Gurlitt had never held a job, paid taxes, or even registered with the state-run health care system. Before his passing on May 6th the following year, he noted in a web posting, “I only wanted to live with pictures, in peace and calm.” The collection and his will are the subject of much scrutiny, with German authorities posting images of the paintings and drawings on line in the hopes of returning them to their previous pre-World War II owners. Only a handful of families have come forward to make claims. The collection is estimated to be worth over 1 billion Euros.

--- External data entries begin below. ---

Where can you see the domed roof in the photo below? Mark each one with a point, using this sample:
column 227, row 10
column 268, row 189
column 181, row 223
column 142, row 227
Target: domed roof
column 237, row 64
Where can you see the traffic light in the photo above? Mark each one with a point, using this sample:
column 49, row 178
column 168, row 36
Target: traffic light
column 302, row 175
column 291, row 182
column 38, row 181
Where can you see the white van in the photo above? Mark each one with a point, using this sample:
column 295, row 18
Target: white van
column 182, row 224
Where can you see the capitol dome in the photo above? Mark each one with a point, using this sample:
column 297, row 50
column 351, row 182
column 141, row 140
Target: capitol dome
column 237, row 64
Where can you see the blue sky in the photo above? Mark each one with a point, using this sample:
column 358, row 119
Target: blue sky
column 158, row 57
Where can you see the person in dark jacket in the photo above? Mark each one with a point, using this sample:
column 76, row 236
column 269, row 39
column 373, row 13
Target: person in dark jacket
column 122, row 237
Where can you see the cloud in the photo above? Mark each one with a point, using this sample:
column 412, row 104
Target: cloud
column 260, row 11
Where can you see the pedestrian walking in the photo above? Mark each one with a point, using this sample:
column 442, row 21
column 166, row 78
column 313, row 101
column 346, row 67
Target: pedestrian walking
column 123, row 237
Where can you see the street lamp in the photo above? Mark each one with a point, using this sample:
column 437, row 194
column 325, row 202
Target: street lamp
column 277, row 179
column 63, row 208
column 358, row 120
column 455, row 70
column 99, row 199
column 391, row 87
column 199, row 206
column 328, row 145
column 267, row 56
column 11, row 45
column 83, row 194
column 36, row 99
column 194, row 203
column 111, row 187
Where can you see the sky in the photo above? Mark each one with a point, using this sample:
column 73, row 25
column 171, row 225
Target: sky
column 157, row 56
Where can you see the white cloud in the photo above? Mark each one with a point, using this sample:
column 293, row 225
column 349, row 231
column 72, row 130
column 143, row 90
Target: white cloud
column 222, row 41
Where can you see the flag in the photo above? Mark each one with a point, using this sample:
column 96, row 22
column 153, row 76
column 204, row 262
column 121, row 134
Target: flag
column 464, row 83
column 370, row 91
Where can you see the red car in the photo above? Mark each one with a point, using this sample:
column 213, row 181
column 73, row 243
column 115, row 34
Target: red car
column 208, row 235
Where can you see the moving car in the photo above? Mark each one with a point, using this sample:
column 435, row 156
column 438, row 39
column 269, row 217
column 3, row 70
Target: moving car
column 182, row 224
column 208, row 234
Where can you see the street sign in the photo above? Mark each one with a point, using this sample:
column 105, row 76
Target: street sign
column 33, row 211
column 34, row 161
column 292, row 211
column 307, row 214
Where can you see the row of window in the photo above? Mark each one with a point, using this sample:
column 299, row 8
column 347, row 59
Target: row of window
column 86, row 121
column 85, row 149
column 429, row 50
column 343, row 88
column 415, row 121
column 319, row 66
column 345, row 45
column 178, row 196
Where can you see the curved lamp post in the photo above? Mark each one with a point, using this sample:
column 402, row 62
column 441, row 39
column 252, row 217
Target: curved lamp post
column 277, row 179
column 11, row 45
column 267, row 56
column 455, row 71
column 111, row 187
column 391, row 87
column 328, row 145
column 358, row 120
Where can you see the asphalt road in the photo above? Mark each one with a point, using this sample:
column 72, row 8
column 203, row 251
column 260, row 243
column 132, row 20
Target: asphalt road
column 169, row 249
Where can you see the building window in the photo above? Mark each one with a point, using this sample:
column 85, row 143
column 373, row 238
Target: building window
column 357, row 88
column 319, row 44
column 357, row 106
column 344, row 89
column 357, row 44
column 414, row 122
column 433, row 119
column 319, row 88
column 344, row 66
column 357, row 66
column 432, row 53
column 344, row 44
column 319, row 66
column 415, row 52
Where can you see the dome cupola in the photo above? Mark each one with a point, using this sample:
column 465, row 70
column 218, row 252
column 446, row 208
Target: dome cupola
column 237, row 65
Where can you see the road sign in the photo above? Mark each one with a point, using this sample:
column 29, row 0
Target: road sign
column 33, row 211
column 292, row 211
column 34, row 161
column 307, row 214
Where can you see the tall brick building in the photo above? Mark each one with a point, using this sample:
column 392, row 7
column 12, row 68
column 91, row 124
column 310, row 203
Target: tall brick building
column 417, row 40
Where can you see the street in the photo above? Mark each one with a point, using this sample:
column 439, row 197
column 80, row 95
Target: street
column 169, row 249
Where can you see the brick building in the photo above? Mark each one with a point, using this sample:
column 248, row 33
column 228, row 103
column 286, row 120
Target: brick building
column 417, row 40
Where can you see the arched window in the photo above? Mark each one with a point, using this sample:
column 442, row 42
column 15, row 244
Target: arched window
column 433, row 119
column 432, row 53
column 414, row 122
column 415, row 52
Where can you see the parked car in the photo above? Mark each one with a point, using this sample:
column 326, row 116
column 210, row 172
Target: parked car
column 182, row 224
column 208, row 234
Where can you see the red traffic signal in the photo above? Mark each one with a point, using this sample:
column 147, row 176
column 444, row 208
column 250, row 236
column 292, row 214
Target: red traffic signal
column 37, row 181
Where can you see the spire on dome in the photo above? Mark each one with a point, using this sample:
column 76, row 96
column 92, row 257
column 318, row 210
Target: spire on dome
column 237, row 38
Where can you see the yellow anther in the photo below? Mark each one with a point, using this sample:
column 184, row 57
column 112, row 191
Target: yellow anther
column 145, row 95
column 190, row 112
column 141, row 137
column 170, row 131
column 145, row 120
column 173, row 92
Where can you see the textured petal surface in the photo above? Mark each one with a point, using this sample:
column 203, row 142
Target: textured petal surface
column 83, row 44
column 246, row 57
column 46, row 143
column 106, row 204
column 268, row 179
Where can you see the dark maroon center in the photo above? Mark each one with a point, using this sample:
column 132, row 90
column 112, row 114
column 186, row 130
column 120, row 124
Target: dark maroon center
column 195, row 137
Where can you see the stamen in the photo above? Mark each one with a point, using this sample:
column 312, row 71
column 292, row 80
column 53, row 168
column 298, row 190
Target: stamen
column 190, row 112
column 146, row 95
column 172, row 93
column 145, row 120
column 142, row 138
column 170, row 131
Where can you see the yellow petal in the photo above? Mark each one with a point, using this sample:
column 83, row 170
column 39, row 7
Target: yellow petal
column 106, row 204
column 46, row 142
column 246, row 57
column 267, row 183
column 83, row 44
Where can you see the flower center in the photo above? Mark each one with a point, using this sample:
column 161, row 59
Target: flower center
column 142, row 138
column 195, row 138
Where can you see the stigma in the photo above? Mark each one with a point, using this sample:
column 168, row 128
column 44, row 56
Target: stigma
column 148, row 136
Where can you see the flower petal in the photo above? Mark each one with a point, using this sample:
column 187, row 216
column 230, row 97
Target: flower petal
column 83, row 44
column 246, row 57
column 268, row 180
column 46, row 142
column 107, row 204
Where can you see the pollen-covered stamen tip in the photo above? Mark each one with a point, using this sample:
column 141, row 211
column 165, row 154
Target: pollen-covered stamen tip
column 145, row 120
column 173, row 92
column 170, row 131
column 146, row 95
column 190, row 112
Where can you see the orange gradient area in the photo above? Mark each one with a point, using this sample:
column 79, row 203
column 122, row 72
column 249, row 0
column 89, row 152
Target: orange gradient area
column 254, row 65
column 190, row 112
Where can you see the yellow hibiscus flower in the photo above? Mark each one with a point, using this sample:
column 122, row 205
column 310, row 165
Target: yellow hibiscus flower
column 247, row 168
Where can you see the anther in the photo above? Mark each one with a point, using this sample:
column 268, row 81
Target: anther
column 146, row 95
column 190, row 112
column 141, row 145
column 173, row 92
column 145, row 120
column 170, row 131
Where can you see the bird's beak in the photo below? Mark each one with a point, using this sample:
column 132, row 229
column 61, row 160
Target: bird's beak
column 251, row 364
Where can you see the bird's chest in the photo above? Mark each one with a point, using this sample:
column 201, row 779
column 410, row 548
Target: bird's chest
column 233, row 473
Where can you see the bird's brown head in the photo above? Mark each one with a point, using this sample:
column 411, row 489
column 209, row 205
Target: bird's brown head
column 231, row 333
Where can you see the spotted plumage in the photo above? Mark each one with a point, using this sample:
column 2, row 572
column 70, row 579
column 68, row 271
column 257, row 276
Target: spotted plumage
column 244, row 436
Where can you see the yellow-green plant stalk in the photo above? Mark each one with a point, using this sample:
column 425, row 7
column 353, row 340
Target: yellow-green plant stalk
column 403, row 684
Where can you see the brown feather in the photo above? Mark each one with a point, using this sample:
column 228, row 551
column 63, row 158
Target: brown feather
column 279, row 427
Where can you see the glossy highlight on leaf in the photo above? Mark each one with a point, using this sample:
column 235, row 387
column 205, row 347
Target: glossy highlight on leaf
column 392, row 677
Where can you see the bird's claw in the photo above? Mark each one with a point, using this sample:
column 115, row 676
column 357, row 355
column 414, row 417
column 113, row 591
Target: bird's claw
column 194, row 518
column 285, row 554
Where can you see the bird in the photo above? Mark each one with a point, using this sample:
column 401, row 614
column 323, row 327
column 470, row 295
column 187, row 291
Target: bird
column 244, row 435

Meanwhile, the last decade has seen every major museum under pressure to embark on further research to ensure solid provenance for work in their collections which changed hands in Europe between 1933 and 1945, and may be associated with individuals who may have lost property as the result of Nazi persecution. The Museum of Fine Art in Boston has recently resolved claims regarding works by Eglon can der Neer, Oskar Kokoschka, a set of 17th century tapestries, an Embroidered panel of the Entombment of Saint Vigilius, and several others. In some cases, the museum is paying to maintain the work in its collection, and in others, the work is being returned to its rightful owners. Similar stories are being played out across the United States and Europe.
Our play is an investigation into Rose and Gurlitt — whose lives, though separated by decades, are intertwined by history, greed, and a love for art.